SB 1345: Vehicles: off-highway vehicle recreation: County of Inyo.
- Session Year: 2015-2016
- House: Senate
Existing law authorizes an off-highway motor vehicle that has been issued a plate or device to be operated or driven upon a highway under certain circumstances. Existing law authorizes various public entities, and the Director of Parks and Recreation, to designate a highway, or portion thereof, for the combined use of regular vehicular traffic and off-highway motor vehicles if certain requirements are met. Existing law prohibits a highway from being designated for this combined use for a distance of more than 3 miles.

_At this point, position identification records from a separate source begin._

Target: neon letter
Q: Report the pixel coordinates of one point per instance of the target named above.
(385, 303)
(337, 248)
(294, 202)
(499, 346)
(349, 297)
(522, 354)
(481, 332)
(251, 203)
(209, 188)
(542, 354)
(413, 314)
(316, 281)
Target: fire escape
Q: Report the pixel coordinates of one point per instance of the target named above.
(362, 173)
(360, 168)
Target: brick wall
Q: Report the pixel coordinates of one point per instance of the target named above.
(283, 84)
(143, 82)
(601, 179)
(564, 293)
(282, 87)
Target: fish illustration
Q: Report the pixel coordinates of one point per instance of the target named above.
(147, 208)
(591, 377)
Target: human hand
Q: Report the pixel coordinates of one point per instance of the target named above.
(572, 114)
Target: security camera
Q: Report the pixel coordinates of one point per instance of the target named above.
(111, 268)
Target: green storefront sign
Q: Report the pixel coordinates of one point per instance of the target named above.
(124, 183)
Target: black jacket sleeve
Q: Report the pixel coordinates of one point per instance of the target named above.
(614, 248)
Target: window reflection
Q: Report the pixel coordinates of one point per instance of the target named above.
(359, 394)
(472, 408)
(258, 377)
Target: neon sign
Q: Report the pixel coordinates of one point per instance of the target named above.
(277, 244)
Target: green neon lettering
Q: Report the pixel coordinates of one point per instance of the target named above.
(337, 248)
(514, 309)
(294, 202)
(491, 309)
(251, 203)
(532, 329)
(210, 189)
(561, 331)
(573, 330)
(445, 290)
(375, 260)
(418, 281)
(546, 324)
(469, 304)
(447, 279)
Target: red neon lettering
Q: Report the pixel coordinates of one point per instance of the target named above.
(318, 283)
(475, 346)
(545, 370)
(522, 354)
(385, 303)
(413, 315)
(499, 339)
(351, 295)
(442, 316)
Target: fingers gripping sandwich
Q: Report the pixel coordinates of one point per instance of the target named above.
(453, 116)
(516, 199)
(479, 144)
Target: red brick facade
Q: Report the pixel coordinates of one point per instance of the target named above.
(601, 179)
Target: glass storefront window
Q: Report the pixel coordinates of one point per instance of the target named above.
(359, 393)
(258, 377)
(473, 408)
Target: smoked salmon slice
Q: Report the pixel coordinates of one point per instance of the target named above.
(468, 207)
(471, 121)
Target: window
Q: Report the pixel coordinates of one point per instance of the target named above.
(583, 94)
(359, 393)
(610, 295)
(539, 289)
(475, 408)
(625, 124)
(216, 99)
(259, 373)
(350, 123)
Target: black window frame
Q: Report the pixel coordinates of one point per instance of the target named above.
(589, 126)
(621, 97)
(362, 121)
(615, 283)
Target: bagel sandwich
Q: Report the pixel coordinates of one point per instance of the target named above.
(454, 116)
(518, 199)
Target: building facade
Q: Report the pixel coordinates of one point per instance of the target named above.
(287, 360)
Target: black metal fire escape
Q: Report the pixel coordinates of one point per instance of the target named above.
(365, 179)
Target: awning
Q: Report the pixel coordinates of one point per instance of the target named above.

Existing law, until January 1, 2017, authorizes the County of Inyo to establish a pilot project that would exempt specified combined-use highways in the unincorporated area in the County of Inyo from this prohibition to link together existing roads in the unincorporated portion of the county to existing trails and trailheads on federal Bureau of Land Management or United States Forest Service lands in order to provide a unified linkage of trail systems for off-highway motor vehicles, as prescribed. Existing law requires the County of Inyo, in consultation with the Department of the California Highway Patrol, the Department of Transportation, and the Department of Parks and Recreation, to prepare and submit to the Legislature a report evaluating the effectiveness of the pilot project by January 1, 2016, as specified.
This bill would extend the operation of these provisions until January 1, 2020, and would extend the reporting deadline until January 1, 2019. For purposes of the pilot project described above, the bill would prohibit a combined-use highway road segment from exceeding 10 miles, except as specified.